As the President highlighted in his introduction this morning, and as the Prosecutor has reinforced, while declarations of intent are important, concrete actions are even more vital.
So we were pleased during the Summit to launch the International Protocol on the Investigation and Documentation of rape and sexual violence in conflict, which will help to increase successful prosecutions, and in doing so, tackle impunity.
The Protocol was developed by a wide range of international experts drawn from the UN system, multilateral agencies and NGOs operating in the field. It was field-tested during its development in a range of countries to ensure it reflected the most useful and relevant guidance. We therefore encourage States to recognise the value of the Protocol as a practical tool in securing justice for survivors of sexual crimes and to promote its use by international and national agencies.

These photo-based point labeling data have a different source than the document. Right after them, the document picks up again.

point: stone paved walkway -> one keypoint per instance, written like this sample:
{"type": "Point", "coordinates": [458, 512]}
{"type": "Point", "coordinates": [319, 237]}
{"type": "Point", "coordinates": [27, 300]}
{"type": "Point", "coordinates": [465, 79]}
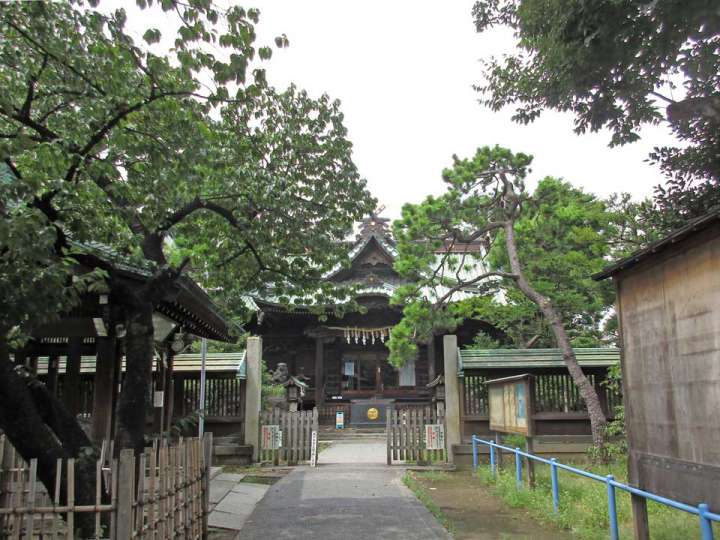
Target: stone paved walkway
{"type": "Point", "coordinates": [342, 501]}
{"type": "Point", "coordinates": [232, 501]}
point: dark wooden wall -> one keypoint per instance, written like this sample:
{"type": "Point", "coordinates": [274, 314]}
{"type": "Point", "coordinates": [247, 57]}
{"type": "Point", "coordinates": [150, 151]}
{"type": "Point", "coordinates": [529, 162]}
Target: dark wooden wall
{"type": "Point", "coordinates": [670, 318]}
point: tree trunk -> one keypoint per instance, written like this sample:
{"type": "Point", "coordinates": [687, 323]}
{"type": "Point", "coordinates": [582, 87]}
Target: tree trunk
{"type": "Point", "coordinates": [598, 422]}
{"type": "Point", "coordinates": [132, 406]}
{"type": "Point", "coordinates": [39, 427]}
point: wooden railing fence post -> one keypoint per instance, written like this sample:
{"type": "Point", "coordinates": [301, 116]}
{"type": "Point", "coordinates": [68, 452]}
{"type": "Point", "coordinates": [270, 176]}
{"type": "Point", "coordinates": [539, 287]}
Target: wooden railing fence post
{"type": "Point", "coordinates": [125, 492]}
{"type": "Point", "coordinates": [207, 464]}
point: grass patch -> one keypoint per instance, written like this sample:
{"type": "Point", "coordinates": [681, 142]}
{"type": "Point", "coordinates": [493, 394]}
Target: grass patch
{"type": "Point", "coordinates": [410, 480]}
{"type": "Point", "coordinates": [583, 503]}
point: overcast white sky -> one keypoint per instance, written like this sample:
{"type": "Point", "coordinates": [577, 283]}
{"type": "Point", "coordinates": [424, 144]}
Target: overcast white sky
{"type": "Point", "coordinates": [404, 71]}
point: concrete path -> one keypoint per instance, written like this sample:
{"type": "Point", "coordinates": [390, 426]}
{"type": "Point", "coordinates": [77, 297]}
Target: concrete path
{"type": "Point", "coordinates": [232, 501]}
{"type": "Point", "coordinates": [365, 451]}
{"type": "Point", "coordinates": [342, 501]}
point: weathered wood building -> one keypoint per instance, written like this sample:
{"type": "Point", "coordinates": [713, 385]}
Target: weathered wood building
{"type": "Point", "coordinates": [668, 301]}
{"type": "Point", "coordinates": [94, 328]}
{"type": "Point", "coordinates": [345, 358]}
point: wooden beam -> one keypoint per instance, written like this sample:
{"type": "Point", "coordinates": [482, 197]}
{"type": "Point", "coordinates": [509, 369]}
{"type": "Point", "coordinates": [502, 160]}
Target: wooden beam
{"type": "Point", "coordinates": [103, 389]}
{"type": "Point", "coordinates": [319, 371]}
{"type": "Point", "coordinates": [71, 380]}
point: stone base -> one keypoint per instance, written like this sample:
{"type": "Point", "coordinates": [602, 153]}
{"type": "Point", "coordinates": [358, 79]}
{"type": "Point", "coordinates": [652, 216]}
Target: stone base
{"type": "Point", "coordinates": [369, 412]}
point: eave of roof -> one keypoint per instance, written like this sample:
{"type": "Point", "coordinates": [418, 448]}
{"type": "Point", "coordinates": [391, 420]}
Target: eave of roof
{"type": "Point", "coordinates": [676, 236]}
{"type": "Point", "coordinates": [533, 358]}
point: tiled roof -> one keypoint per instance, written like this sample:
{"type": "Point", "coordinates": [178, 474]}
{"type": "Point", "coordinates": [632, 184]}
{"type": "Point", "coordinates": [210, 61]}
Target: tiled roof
{"type": "Point", "coordinates": [533, 358]}
{"type": "Point", "coordinates": [692, 227]}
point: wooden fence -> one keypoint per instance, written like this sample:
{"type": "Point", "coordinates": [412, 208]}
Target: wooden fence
{"type": "Point", "coordinates": [297, 428]}
{"type": "Point", "coordinates": [554, 392]}
{"type": "Point", "coordinates": [170, 500]}
{"type": "Point", "coordinates": [405, 433]}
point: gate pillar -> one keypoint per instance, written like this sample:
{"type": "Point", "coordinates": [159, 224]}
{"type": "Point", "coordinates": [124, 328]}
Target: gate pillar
{"type": "Point", "coordinates": [452, 395]}
{"type": "Point", "coordinates": [253, 384]}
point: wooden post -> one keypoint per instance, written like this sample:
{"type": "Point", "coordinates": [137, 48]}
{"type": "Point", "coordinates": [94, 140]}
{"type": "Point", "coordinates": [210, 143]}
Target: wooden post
{"type": "Point", "coordinates": [530, 462]}
{"type": "Point", "coordinates": [253, 384]}
{"type": "Point", "coordinates": [452, 395]}
{"type": "Point", "coordinates": [103, 390]}
{"type": "Point", "coordinates": [640, 518]}
{"type": "Point", "coordinates": [319, 372]}
{"type": "Point", "coordinates": [53, 368]}
{"type": "Point", "coordinates": [431, 358]}
{"type": "Point", "coordinates": [207, 464]}
{"type": "Point", "coordinates": [71, 381]}
{"type": "Point", "coordinates": [159, 412]}
{"type": "Point", "coordinates": [125, 493]}
{"type": "Point", "coordinates": [169, 388]}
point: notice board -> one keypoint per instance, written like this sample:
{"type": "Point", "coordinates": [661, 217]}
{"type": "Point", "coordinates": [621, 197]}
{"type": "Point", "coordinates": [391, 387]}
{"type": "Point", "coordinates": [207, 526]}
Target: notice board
{"type": "Point", "coordinates": [511, 403]}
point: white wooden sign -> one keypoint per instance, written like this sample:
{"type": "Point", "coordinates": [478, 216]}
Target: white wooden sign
{"type": "Point", "coordinates": [158, 398]}
{"type": "Point", "coordinates": [313, 449]}
{"type": "Point", "coordinates": [434, 436]}
{"type": "Point", "coordinates": [271, 437]}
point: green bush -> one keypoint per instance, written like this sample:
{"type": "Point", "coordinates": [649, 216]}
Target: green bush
{"type": "Point", "coordinates": [583, 503]}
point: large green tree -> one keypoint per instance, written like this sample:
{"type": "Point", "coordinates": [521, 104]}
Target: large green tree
{"type": "Point", "coordinates": [564, 235]}
{"type": "Point", "coordinates": [619, 64]}
{"type": "Point", "coordinates": [182, 162]}
{"type": "Point", "coordinates": [486, 201]}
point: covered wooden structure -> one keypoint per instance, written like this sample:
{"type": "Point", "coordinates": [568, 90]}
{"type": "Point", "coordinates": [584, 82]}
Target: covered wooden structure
{"type": "Point", "coordinates": [559, 408]}
{"type": "Point", "coordinates": [345, 359]}
{"type": "Point", "coordinates": [94, 329]}
{"type": "Point", "coordinates": [668, 302]}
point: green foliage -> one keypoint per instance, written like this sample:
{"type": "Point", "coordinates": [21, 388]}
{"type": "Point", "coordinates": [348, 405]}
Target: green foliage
{"type": "Point", "coordinates": [563, 237]}
{"type": "Point", "coordinates": [583, 503]}
{"type": "Point", "coordinates": [615, 65]}
{"type": "Point", "coordinates": [188, 160]}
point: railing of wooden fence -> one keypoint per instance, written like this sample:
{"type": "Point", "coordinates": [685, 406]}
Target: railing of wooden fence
{"type": "Point", "coordinates": [224, 395]}
{"type": "Point", "coordinates": [169, 500]}
{"type": "Point", "coordinates": [296, 428]}
{"type": "Point", "coordinates": [406, 435]}
{"type": "Point", "coordinates": [553, 393]}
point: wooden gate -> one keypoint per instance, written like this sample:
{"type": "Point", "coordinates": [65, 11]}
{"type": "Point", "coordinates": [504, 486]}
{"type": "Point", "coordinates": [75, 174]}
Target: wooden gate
{"type": "Point", "coordinates": [407, 435]}
{"type": "Point", "coordinates": [296, 429]}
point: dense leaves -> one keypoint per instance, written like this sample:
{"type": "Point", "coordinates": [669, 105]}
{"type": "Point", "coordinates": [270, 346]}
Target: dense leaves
{"type": "Point", "coordinates": [187, 159]}
{"type": "Point", "coordinates": [618, 65]}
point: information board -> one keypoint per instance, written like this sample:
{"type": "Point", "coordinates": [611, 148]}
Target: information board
{"type": "Point", "coordinates": [434, 437]}
{"type": "Point", "coordinates": [271, 437]}
{"type": "Point", "coordinates": [511, 404]}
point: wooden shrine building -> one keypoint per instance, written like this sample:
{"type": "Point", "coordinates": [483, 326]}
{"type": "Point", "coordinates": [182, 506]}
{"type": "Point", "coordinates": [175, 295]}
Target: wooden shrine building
{"type": "Point", "coordinates": [346, 359]}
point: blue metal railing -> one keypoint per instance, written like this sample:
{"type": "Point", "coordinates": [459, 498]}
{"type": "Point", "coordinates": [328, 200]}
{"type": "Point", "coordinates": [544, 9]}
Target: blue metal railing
{"type": "Point", "coordinates": [706, 517]}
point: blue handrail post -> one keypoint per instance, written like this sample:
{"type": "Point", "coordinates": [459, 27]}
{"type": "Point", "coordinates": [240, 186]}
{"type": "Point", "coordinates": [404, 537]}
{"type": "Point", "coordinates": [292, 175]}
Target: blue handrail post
{"type": "Point", "coordinates": [612, 508]}
{"type": "Point", "coordinates": [705, 523]}
{"type": "Point", "coordinates": [475, 457]}
{"type": "Point", "coordinates": [492, 461]}
{"type": "Point", "coordinates": [555, 487]}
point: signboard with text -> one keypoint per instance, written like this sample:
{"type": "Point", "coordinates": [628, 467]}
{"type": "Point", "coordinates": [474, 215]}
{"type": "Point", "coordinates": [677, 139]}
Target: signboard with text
{"type": "Point", "coordinates": [511, 404]}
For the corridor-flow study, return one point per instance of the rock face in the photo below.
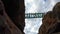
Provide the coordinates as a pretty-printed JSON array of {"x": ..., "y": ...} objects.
[
  {"x": 51, "y": 21},
  {"x": 12, "y": 16}
]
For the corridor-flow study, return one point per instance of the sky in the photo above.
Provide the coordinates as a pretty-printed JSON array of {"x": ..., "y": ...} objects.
[{"x": 32, "y": 25}]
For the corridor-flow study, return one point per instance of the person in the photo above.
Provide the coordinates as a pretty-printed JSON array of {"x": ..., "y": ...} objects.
[{"x": 12, "y": 16}]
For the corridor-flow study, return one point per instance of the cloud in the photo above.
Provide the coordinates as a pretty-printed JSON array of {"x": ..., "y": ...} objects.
[{"x": 36, "y": 6}]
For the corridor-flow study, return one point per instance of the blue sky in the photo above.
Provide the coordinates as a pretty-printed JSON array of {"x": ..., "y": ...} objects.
[{"x": 36, "y": 6}]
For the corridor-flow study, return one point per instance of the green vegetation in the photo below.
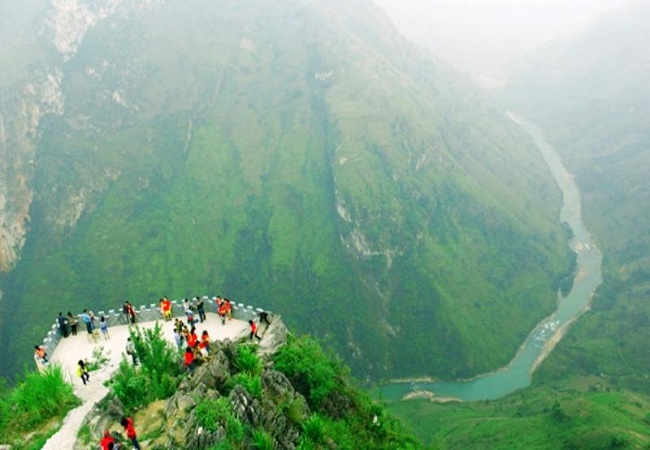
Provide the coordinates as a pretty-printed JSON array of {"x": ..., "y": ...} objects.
[
  {"x": 340, "y": 413},
  {"x": 330, "y": 176},
  {"x": 33, "y": 410},
  {"x": 558, "y": 417}
]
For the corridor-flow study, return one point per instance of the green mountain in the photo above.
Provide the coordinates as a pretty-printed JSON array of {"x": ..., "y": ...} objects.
[
  {"x": 282, "y": 392},
  {"x": 298, "y": 156},
  {"x": 592, "y": 96}
]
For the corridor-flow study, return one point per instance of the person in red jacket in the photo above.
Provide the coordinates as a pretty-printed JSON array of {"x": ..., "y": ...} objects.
[
  {"x": 106, "y": 440},
  {"x": 253, "y": 330},
  {"x": 221, "y": 310},
  {"x": 127, "y": 423},
  {"x": 189, "y": 360}
]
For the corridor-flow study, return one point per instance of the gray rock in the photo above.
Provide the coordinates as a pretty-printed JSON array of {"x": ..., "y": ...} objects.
[{"x": 273, "y": 337}]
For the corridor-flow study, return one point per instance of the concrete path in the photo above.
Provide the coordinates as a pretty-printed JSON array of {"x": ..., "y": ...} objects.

During the Summit discussions, Prosecutor Bensouda highlighted, as she did today, the ongoing challenges of under- or non-reporting of sexual and gender based crimes caused by a range of factors, including: stigmatisation; limited forensic evidence; the passage of time resulting in evidence being lost; and a lack of comprehensive national laws criminalising rape.
The Protocol will help with improving evidence collection, including the appropriate treatment of victims, but we also need to look at what more we can do to address stigmatisation and enhancing national laws, as well as the other factors which make survivors afraid to seek the justice they deserve.
We commend the handling of these issues by the Prosecutor which sets a powerful benchmark for national courts and sends a strong political message about accountability.
In that context, we welcome the launch by the Office of the Prosecutor of the Policy Paper on Sexual and Gender Based Crimes as an important contribution to addressing these issues.
This paper demonstrates the leadership shown by the Prosecutor in developing gender-inclusive approaches to the most serious crimes of concern to the international community, in particular, the explicit recognition that sexual and gender based crimes are among the gravest crimes under the Rome Statute. and we welcome that the Prosecutor’s office will argue that such crimes constitute an aggravating factor in sentencing.
In conclusion, I would stress that the needs of victims must be placed at the centre of international efforts to deliver justice. The UK remains committed, through its active cooperation with the ICC, to ensuring that those who do not have a voice can be heard, and that we do all within our power to ensure justice for victims.